Aside from the occasional yet rare visit by a neighbor or farmer friend, or an equally infrequent fishing trip, I don’t find myself too often in the company of other men. It is not that I avoid such encounters, yet nor do I seek them out, happy and content with a day consisting of touching base with DW from time to time and chore to chore.
Now that I can no longer pull my hair back into a ponytail — and I know it might seem strange – once my hair begins to touch my ears, I am in the barber chair in a matter of a few days, and it is here I get my fill of man things. Still, my lack must show somewhat.

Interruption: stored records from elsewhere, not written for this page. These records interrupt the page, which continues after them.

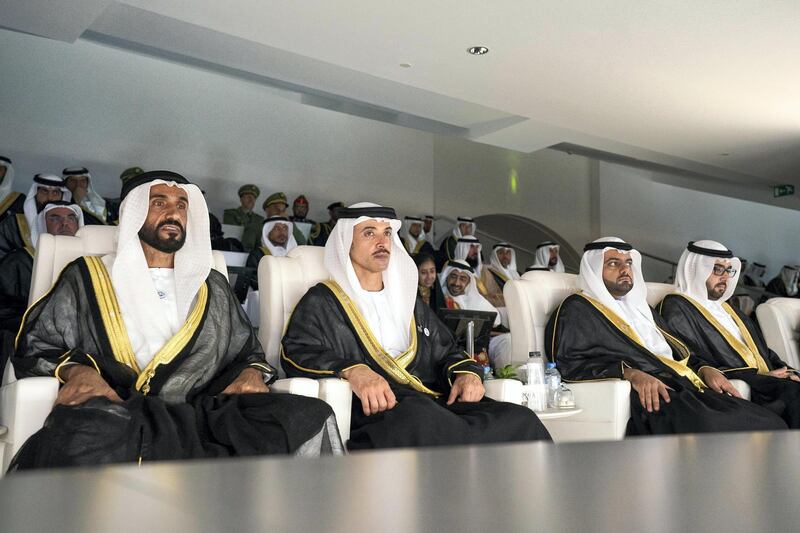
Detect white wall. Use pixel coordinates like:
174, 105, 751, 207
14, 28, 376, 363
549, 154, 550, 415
3, 28, 798, 283
0, 29, 434, 221
599, 161, 800, 281
433, 136, 595, 252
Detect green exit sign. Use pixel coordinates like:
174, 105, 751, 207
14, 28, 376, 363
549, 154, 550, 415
774, 184, 795, 198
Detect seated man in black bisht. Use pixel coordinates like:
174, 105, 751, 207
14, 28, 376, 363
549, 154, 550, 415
546, 237, 786, 436
0, 173, 70, 260
282, 202, 550, 449
10, 170, 342, 471
765, 265, 799, 298
234, 216, 298, 303
660, 240, 800, 428
0, 201, 84, 357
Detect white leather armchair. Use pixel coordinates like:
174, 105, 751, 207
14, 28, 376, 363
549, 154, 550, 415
0, 226, 277, 471
258, 246, 353, 442
504, 274, 751, 442
257, 246, 523, 444
755, 298, 800, 369
504, 273, 711, 442
504, 271, 631, 442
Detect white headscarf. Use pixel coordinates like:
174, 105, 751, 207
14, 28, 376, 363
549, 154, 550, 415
23, 174, 72, 244
531, 241, 565, 273
261, 216, 297, 257
324, 202, 418, 351
400, 216, 426, 253
451, 216, 476, 239
63, 167, 107, 222
675, 240, 744, 341
779, 265, 799, 296
0, 157, 14, 204
454, 235, 483, 273
439, 260, 501, 326
579, 237, 672, 357
108, 175, 211, 366
743, 262, 766, 286
488, 242, 520, 281
34, 202, 84, 246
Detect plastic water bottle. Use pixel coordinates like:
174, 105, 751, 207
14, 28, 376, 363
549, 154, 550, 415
525, 352, 547, 411
545, 362, 562, 408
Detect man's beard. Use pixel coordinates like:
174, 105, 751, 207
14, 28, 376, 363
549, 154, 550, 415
447, 282, 465, 297
466, 256, 479, 269
605, 277, 633, 297
707, 282, 726, 300
139, 219, 186, 253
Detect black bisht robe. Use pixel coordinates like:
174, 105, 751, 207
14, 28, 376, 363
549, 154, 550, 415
545, 293, 787, 436
80, 207, 108, 226
0, 192, 25, 222
0, 214, 30, 260
0, 247, 33, 331
282, 281, 550, 449
418, 278, 447, 314
660, 293, 800, 428
765, 277, 796, 298
10, 256, 342, 471
401, 237, 435, 257
436, 235, 458, 270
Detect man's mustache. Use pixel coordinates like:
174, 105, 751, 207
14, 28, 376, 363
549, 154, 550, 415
158, 219, 185, 233
373, 248, 390, 257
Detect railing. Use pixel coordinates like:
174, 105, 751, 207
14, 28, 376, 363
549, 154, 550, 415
434, 214, 680, 282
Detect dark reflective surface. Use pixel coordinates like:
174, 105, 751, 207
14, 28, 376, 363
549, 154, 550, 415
1, 431, 798, 533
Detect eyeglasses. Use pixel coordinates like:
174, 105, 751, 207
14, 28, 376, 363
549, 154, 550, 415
712, 265, 737, 276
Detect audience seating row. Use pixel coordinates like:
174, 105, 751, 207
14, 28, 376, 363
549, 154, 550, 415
2, 231, 800, 468
504, 271, 751, 442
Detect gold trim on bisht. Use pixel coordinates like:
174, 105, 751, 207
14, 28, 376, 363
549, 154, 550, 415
135, 281, 208, 394
578, 292, 706, 390
84, 256, 140, 373
84, 256, 209, 394
322, 280, 441, 397
0, 191, 21, 217
487, 266, 509, 284
671, 293, 770, 374
15, 213, 33, 250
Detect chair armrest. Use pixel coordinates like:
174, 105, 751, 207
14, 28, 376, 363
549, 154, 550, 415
568, 380, 631, 423
0, 377, 59, 471
483, 379, 523, 404
318, 378, 352, 444
729, 379, 751, 400
271, 377, 320, 398
542, 380, 632, 442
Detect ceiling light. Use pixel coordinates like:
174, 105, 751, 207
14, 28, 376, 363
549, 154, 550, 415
399, 63, 412, 68
467, 46, 489, 55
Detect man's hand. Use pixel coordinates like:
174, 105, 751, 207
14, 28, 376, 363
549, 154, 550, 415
56, 365, 122, 406
342, 366, 396, 416
222, 368, 270, 395
768, 367, 800, 382
447, 373, 484, 405
623, 368, 672, 413
698, 367, 742, 398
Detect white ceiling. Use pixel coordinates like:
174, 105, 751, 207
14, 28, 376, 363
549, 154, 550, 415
5, 0, 800, 187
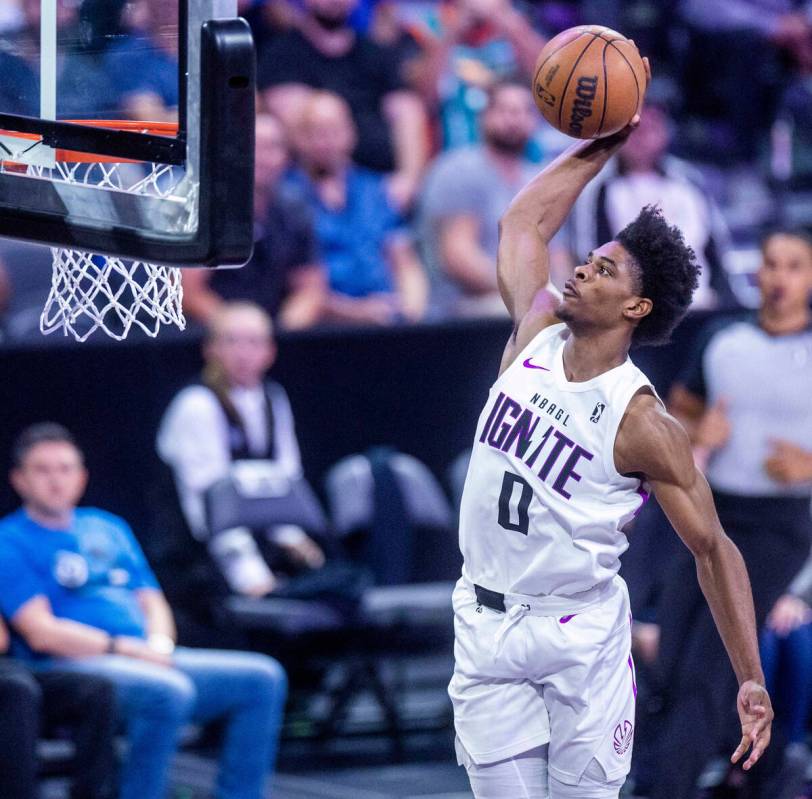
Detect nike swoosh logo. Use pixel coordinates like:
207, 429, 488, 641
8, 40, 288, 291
523, 358, 550, 371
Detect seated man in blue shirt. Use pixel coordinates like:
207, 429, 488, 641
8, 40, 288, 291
0, 423, 288, 799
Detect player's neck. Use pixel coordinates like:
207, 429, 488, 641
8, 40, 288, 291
562, 328, 629, 382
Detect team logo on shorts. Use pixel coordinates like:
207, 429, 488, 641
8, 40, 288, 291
590, 402, 606, 423
613, 720, 633, 755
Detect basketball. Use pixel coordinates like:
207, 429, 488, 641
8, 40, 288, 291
532, 25, 647, 139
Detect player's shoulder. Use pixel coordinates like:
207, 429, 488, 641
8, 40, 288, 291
615, 389, 693, 483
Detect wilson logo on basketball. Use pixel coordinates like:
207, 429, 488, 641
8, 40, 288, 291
568, 75, 598, 135
613, 720, 634, 755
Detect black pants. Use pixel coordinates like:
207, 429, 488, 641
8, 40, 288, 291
0, 660, 117, 799
648, 492, 812, 799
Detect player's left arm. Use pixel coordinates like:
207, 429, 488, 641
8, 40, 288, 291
615, 391, 773, 770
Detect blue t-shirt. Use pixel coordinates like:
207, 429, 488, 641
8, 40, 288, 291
291, 167, 403, 297
0, 508, 158, 659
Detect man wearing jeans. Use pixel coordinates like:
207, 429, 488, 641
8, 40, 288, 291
0, 422, 288, 799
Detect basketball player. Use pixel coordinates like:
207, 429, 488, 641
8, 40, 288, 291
449, 63, 774, 799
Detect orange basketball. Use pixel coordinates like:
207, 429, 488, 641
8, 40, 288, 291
532, 25, 646, 139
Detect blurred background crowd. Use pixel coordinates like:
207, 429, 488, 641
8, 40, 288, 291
0, 0, 810, 334
0, 1, 811, 798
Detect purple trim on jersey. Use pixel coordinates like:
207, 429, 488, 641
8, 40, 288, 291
633, 484, 650, 518
559, 614, 577, 624
628, 655, 638, 698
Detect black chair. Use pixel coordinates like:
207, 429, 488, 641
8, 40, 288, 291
321, 450, 460, 746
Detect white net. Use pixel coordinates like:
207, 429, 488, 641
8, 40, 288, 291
2, 156, 194, 341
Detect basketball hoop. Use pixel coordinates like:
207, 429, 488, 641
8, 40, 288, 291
0, 121, 192, 341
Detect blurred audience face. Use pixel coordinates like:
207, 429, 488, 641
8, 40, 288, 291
205, 304, 277, 388
11, 441, 87, 519
255, 113, 289, 195
619, 105, 670, 172
481, 84, 536, 156
296, 92, 357, 176
305, 0, 358, 30
757, 233, 812, 315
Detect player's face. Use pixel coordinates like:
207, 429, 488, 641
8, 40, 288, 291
11, 442, 87, 518
556, 241, 648, 332
207, 313, 276, 388
758, 233, 812, 315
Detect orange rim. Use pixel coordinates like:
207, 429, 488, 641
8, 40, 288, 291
0, 120, 178, 163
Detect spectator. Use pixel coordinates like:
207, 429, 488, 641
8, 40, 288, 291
759, 571, 812, 799
182, 113, 327, 330
418, 80, 543, 318
293, 91, 428, 326
677, 0, 810, 162
0, 618, 117, 799
566, 103, 738, 309
0, 423, 288, 799
645, 229, 812, 799
772, 29, 812, 189
239, 0, 299, 63
157, 302, 326, 597
259, 0, 429, 210
408, 0, 545, 150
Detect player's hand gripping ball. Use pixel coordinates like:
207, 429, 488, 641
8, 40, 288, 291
533, 25, 647, 139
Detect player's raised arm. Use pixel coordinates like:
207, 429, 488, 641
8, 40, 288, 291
615, 393, 773, 771
497, 60, 649, 372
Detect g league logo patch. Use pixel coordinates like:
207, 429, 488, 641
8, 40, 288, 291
613, 720, 633, 755
590, 402, 606, 423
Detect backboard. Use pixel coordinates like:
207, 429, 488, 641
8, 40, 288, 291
0, 0, 255, 266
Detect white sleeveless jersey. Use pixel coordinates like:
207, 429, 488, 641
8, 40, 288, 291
459, 323, 654, 597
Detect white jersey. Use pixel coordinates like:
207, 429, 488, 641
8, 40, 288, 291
459, 323, 654, 597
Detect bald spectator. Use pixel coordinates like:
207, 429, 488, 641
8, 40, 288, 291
418, 81, 551, 318
259, 0, 428, 210
181, 113, 327, 330
292, 92, 428, 326
566, 104, 738, 309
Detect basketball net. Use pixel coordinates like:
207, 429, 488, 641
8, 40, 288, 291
0, 121, 192, 342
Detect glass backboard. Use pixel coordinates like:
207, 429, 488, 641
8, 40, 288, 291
0, 0, 255, 266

“See what you learn in a barber shop?” my barber asks me as his friend goes out the front door.
This is roughly their parting words:
Barber: Kiss your wife for me. He says it in a suggestive manner, for as I have gathered from overhearing conversations he has with women on the phone, my barber considers himself quite the ladies’ man.
Friend, after a slight pause: Glad you like her.
Barber: Tim likes her too.
Friend: I reckon he does.
Barber: But then you’d have to swap him for Pam.
Friend, as he’s closing the door behind him: There’s not enough booze…
Both men are wearing big rodeo buckles.
Says I, “I know all about barber shops and have known since I was five years old,” for I am reminded from his comment to me of my first barber, Stosh. I then relate the story of girlie and detective magazines strewn about the shop, and the need to be out of his chair before two in the afternoon for after that Stosh would take a piece of ones ear for pulling him out of the saloon. I knew from first-hand experience, and remember my grandmother’s anger upon seeing the dried blood.
“Sounds like G over in Lyons when he was still cutting hair. Speaking of girlie magazines, have you seen the new 3D Playboy?” He had it and told me his own story of a woman friend who knew he subscribed and came to his shop with the express purpose of seeing his copy.
My barber is also a horseman of some skill, and coordinates the local rodeo. Knowing this of him, I redirect the conversation. His enterprise is not faring well as sponsors are tightening up and competitors are giving a bigger bang.
“You mean to tell me you taught that boy how to ride and this is how he repays you, by having his event the same weekend?” If you followed professional bull riding you would know the name.
“I gave him plenty o’ shit about it but it was outa his hands. Powers-that-be booked it as the only free weekend on the west coast.”
About that time, my hair was sufficiently short, ears and eyebrows trimmed, and his next appointment, an elderly fellow, had walked in and moseyed over to the chair. As I dug in my pocket for price and tip, I asked. “You gonna show me that Playboy?”
“Sure!” and he opened to the centerfold, the only photo that had been made ready for the red and blue glasses provided.
I took a quick look, and besides a miniature left breast protruding slightly from the page, there was not much else worth looking at, and I said as much.
“Here, let me have a look,” said the old guy, and after some scrutinizing retorted, “Oh, I don’t know. She looks pretty good to me!”
I held my tongue, or rather, didn’t give it much more thought to formulate something witty or conciliatory. I said my good-byes, walked out to the rig and called DW to say I was headed home.